Opening Statement of Honorable Ann Marie Buerkle, Chairwoman of the House Committee on Veterans’ Affairs, Subcommittee on Health
Good morning. This hearing will come to order.
Welcome and thank you all for being here for today’s hearing, “VA Fee Basis Care: Examining Solutions to a Flawed System.”
Recent years have seen tremendous growth in VA’s Fee Care program, with independent assessments estimating growth of close to 300 percent from fiscal year 2005 to today.
Unfortunately, however, as the program has continued to grow, so have the management and oversight problems that have plagued the system through which the Department of Veterans Affairs (VA) provides care to veterans outside the walls of a VA facility.
It is seriously flawed, if not altogether broken.
In the last three years alone, the VA Inspector General has issued no less than seven separate reports detailing in-depth the serious deficiencies and challenges the Fee Care Program faces, including inadequate fiscal controls that have resulted in hundreds of millions of dollars in improper payments.
Further, last September, the National Academy of Public Administration (NAPA) issued a white paper on VA’s Fee Care Program that drew alarming conclusions about VA’s ability to effectively manage and oversee care and services under the program.
According to NAPA: VA’s Chief Business Office has exercised limited and ineffective oversight of the Fee Care Program; the Program itself lacks operational objectives, performance goals, or, a clearly defined strategy for managing expenditures; and, VA doesn’t understand what services are being procured through the Fee Program and at what cost.
There have been some bright spots.
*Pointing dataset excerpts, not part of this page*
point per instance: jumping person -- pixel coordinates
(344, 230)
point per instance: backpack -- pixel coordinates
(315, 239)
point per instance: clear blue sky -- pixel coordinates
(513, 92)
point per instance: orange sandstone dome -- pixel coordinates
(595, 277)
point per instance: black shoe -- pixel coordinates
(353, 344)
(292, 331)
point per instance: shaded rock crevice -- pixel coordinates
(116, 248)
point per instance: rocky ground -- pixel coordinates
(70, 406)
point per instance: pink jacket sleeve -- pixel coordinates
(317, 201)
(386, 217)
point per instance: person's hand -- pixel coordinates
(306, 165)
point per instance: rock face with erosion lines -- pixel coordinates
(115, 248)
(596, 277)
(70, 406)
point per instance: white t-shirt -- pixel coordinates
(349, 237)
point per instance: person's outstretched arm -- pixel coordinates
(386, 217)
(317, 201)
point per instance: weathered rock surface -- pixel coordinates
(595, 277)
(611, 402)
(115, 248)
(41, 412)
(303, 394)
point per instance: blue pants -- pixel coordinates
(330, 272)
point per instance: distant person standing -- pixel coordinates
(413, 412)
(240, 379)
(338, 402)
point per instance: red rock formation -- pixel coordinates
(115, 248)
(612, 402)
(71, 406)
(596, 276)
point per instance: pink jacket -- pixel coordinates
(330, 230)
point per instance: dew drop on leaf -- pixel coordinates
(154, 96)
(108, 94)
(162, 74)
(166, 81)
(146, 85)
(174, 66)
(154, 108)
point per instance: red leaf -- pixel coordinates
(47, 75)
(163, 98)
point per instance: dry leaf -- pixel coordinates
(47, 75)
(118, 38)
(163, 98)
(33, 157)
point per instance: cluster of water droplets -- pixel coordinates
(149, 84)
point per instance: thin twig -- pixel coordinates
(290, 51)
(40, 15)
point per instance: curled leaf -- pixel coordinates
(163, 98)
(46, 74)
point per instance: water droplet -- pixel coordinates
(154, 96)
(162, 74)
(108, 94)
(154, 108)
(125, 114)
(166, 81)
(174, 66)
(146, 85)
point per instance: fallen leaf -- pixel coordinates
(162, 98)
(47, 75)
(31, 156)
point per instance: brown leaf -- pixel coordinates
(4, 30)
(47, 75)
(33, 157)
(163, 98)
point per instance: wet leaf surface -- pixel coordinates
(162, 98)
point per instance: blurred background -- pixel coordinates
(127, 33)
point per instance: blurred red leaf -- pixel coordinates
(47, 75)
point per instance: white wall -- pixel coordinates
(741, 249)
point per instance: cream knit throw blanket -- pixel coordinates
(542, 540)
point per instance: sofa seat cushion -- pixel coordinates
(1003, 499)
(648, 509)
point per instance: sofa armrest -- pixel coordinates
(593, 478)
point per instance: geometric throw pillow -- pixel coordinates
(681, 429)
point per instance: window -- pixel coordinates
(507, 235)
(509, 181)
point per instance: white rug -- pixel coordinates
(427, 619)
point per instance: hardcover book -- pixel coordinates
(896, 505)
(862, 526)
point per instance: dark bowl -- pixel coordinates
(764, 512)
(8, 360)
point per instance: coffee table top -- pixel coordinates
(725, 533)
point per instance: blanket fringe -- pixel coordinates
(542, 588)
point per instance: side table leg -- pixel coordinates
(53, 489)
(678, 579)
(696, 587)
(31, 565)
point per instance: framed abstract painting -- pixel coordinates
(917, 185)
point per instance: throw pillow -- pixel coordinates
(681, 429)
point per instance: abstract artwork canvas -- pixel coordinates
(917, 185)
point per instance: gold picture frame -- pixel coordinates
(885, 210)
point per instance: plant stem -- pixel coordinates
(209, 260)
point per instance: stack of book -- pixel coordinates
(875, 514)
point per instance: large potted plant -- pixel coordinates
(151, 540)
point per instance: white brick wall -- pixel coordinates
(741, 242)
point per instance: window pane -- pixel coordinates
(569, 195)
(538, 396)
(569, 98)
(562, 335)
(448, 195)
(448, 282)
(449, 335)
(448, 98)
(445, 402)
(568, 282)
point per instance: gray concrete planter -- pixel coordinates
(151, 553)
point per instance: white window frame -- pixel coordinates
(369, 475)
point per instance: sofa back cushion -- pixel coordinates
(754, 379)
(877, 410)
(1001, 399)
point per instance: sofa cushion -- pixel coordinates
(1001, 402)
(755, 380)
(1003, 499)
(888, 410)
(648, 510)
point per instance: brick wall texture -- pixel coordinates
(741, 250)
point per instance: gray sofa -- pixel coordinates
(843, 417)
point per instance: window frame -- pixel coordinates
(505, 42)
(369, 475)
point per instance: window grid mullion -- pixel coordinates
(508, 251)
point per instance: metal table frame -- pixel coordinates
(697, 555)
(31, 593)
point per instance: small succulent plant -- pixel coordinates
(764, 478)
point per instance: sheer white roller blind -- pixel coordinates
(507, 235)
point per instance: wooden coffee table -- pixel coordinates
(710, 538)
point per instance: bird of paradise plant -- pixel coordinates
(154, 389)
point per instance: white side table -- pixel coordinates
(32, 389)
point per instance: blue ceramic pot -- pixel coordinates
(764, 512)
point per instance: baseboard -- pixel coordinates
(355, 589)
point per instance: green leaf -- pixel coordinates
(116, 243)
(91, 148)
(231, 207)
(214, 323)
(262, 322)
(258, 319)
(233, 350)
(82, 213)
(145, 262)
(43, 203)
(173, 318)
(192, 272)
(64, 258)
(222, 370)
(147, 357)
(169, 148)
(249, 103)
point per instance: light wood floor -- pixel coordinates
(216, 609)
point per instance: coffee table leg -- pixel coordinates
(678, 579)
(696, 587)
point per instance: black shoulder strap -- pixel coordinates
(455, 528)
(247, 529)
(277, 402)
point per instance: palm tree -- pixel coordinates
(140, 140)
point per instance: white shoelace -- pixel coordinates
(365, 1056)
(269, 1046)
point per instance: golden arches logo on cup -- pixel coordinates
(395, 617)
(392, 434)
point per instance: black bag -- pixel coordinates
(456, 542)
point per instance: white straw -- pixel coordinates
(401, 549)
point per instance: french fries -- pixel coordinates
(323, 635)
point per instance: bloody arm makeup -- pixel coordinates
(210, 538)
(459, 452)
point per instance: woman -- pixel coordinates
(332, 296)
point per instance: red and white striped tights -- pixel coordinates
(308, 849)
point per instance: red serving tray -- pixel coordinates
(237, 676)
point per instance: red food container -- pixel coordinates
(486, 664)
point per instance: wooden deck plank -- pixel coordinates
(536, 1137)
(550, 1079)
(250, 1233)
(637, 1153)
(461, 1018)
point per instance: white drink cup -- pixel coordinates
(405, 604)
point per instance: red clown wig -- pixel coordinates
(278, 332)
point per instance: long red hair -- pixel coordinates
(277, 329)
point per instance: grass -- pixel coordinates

Congressionally-mandated pilot programs – Project HERO and Project ARCH – have shown promising results in achieving a more patient centered, coordinated, and cost-effective delivery model for fee care.
Small pockets of success - despite VA’s reluctance to implement and utilize these programs to the fullest intent of Congress.
Recognizing the substantial deficiencies with the Fee Program, VA has begun implementing two new initiatives – the Patient-Centered Community Care (PCCC) Program and the Non-VA Care Coordination (NVCC) Program.
The Department is going to testify today that these two initiatives will address all of the challenges the Fee Program faces and, “…ensure veterans receive effective and efficient non-VA care seamlessly.”
I wish that I could believe that was true. However, given the history of failure we’ve seen already, I have serious reservations that the actions VA is taking will address the core challenges VA faces and not simply lead to further fragmented care and an inability to deliver quality care in rural communities.
Most notably, VA lacks the information technology (IT) and administrative services solutions essential to establish in-house the clinical information sharing and electronic claims processing vital to a successful care-coordinated and veteran-centric program.
VA spent approximately $4.6 billion dollars to purchase care in the community for veteran patients last fiscal year. That is billion, with a “b.”
We cannot afford to allow VA to continue to flail and struggle to test new programs in an inherently flawed system. We cannot rely on promises from VA that they can finally get it right.
Our veterans are everywhere; VA can’t be.
And, at the end of the day, what fee care is about is the effective and efficient delivery of care to veterans where they need it, when they need it.
Getting it right is about honoring their preferences, choices, and daily lives as well as their service to our country.
Getting it right is about telling a Vietnam or Korean-era veteran that he doesn’t have to travel 4 hours to the nearest VA medical center for his cancer treatments.
He can go to a hospital closer to his home and spend the time he would have spent on the road getting better.
Getting it right is about telling a Gulf War veteran that she doesn’t have to take a day off of work to drive to the VA clinic two towns over for a physical.
She can go to the doctor down the street if she would prefer and get to work on time.
Getting it right is about telling a young veteran, recently home from Iraq or Afghanistan, that he doesn’t have to wait all day in a VA waiting room to see his doctor.
He can choose another provider who can see him now and spend the afternoon with the people he missed while he was overseas.
That is what we are talking about today. And those stories – stories that my colleagues and I hear every day from veterans in our communities who are fed up – are what I want all of us to keep foremost in our minds this morning as we talk about how to make this program better and get it right.
I now yield to the Ranking Member, Mr. Michaud [ME-SHOW] for any opening statement he may have.